The only solution to treat or prevent anemia during pregnancy is the optimum intake of all the nutrients that include iron, folate, and Vitamin B 12. Expecting women must consult her doctor before consuming multivitamins and any supplements. Here are some tips to prevent Anaemia in pregnancy:

  • Consume prenatal vitamins that have iron or iron supplement (after consulting the doctor).
  • Add fresh vegetables and fruits to your diet. Make sure you get enough of all the nutrients in the natural form.
  • Drink juices such as orange juice, tomato juice, strawberries, that are high in Vitamins.
  • Consult your doctor for the calcium intake.

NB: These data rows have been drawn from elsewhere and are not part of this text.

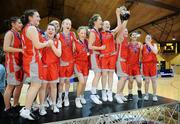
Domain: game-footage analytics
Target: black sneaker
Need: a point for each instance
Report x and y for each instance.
(130, 97)
(10, 113)
(139, 94)
(16, 109)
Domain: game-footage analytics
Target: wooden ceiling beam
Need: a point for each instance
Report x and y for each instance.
(158, 4)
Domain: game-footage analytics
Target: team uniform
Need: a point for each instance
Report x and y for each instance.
(81, 58)
(149, 61)
(32, 64)
(14, 61)
(108, 56)
(50, 63)
(66, 68)
(95, 54)
(133, 59)
(121, 64)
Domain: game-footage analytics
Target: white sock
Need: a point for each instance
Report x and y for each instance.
(66, 94)
(130, 91)
(60, 95)
(93, 90)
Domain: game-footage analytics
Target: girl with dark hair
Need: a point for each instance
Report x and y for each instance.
(13, 50)
(81, 65)
(50, 59)
(108, 57)
(66, 68)
(95, 45)
(121, 63)
(32, 63)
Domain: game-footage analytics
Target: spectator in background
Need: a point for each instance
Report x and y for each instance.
(2, 73)
(2, 80)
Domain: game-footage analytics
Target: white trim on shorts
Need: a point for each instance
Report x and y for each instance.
(11, 79)
(119, 72)
(94, 65)
(108, 70)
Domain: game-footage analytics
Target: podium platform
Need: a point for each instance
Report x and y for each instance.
(165, 111)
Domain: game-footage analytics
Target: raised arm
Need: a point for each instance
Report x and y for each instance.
(32, 34)
(118, 27)
(91, 40)
(57, 51)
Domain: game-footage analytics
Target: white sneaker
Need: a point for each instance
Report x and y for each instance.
(25, 113)
(46, 104)
(123, 98)
(49, 101)
(55, 109)
(83, 100)
(155, 99)
(95, 99)
(98, 96)
(146, 97)
(59, 103)
(104, 96)
(42, 111)
(78, 103)
(66, 102)
(118, 99)
(35, 106)
(109, 96)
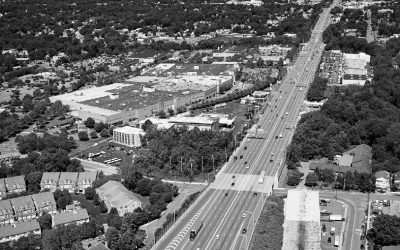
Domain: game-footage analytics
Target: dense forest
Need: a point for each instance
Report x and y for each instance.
(84, 29)
(367, 114)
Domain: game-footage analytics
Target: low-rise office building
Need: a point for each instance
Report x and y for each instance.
(128, 136)
(114, 194)
(85, 180)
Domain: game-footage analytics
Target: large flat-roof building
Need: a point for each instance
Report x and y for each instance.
(114, 194)
(128, 136)
(167, 86)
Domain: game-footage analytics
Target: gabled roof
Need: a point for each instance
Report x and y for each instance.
(19, 228)
(70, 216)
(15, 181)
(2, 184)
(70, 176)
(22, 203)
(50, 176)
(85, 176)
(98, 246)
(5, 207)
(116, 194)
(44, 199)
(382, 174)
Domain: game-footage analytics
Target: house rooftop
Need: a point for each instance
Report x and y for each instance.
(68, 176)
(43, 199)
(70, 216)
(22, 203)
(117, 194)
(50, 176)
(15, 181)
(19, 228)
(5, 207)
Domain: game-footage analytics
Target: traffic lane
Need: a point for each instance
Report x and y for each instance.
(236, 225)
(221, 229)
(184, 220)
(210, 226)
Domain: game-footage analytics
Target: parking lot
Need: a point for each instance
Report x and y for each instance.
(332, 227)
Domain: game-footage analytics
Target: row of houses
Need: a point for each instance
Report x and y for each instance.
(26, 207)
(18, 215)
(71, 181)
(15, 184)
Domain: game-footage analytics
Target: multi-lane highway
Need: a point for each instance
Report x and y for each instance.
(230, 207)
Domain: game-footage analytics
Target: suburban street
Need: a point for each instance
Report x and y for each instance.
(235, 199)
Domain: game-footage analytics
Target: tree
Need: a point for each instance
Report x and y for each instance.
(93, 134)
(103, 207)
(83, 136)
(294, 177)
(105, 133)
(89, 122)
(311, 180)
(90, 192)
(45, 221)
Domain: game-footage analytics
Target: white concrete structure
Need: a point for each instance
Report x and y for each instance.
(302, 220)
(128, 136)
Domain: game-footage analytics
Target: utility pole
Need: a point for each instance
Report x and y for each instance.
(181, 167)
(170, 166)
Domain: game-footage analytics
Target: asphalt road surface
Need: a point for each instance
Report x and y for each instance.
(235, 199)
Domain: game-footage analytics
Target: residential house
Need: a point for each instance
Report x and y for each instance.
(396, 180)
(68, 181)
(98, 246)
(24, 208)
(85, 180)
(382, 181)
(6, 212)
(20, 229)
(3, 189)
(45, 202)
(15, 184)
(49, 181)
(358, 159)
(77, 216)
(114, 194)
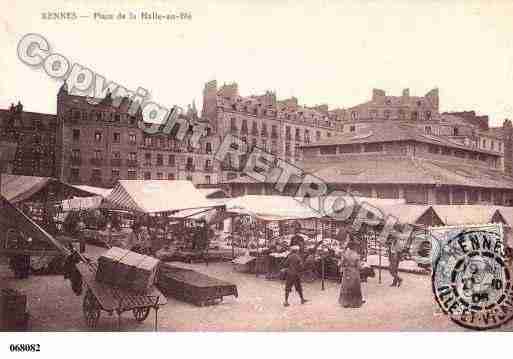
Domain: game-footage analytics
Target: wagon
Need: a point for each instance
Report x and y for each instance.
(104, 297)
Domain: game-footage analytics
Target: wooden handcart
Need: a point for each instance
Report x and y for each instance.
(104, 297)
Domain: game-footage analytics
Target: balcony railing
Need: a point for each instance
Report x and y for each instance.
(96, 161)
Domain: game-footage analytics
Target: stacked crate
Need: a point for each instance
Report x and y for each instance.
(126, 269)
(13, 310)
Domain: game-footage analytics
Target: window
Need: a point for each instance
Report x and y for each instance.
(160, 160)
(348, 148)
(75, 174)
(373, 147)
(96, 174)
(328, 150)
(434, 149)
(76, 135)
(307, 136)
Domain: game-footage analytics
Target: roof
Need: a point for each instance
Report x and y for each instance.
(404, 213)
(453, 215)
(408, 170)
(17, 188)
(153, 196)
(104, 192)
(214, 193)
(392, 131)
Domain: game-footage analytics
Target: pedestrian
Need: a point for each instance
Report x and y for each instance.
(294, 266)
(394, 257)
(351, 288)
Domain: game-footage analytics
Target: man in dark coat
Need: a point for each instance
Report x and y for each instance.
(294, 267)
(394, 257)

Calcium is necessary for the body; however, high calcium can decrease the absorption of iron.
  • Add meat, eggs, and dairy products to your diet.

Foods to Treat Anaemia in pregnancy:

  • Lean red meat, poultry, and fish
  • Leafy, dark green vegetables
  • Iron-enriched cereals and grains
  • Beans, lentils, and tofu
  • Nuts and seeds
  • Eggs
  • Citrus fruits and juices
  • Strawberries
  • Kiwis
  • Tomatoes
  • Bell Peppers

Test for Anaemia in Pregnancy:

During the first prenatal appointment, your doctor will conduct a blood test to check whether you are anemic or not. Blood tests include:

  • Hemoglobin Test – This test is done to check the hemoglobin level in your body.
  • Haematocrit Test – This test measures the percentage of red blood cells in the blood

In case you have normal levels of any of the following, it means you might be suffering from iron deficiency anemia. If that’s the case, your doctor will go for other blood tests to determine the iron deficiency. However, if you do not have anemia during the first trimester, your doctor would suggest you get another blood test to check the anemia.

Some Facts

  • According to WHO, more than 40% of pregnant women across the world are suffering from Anaemia.
  • Anemia treatments range from Vitamins to blood transfusions.
  • A vegetarian diet has less iron, Vitamin B 12, and folate.
  • One of the common types of anemia is iron-deficiency anemia.


Anemia is one of the common health problems that is faced by pregnant women. It could be due to lack of iron, folate, Vitamin B12, and Vitamin C.


1. How does anemia affect pregnancy?

Anemia during pregnancy can cause a baby’s low birth weight, premature birth, and maternity mortality.

2. How can I prevent anemia during pregnancy?

Consume foods that are rich in iron, folate, Vitamin C, and Vitamin to prevent anemia during pregnancy.

3. Does Anemia go away after pregnancy?

Yes, if you consume enough of Vitamins, iron, and folic acid, your anemia might go away after pregnancy.

4. What is considered severe anemia in pregnancy?

Hemoglobin less than 7.0g/dl is considered to be severe anemia in pregnancy.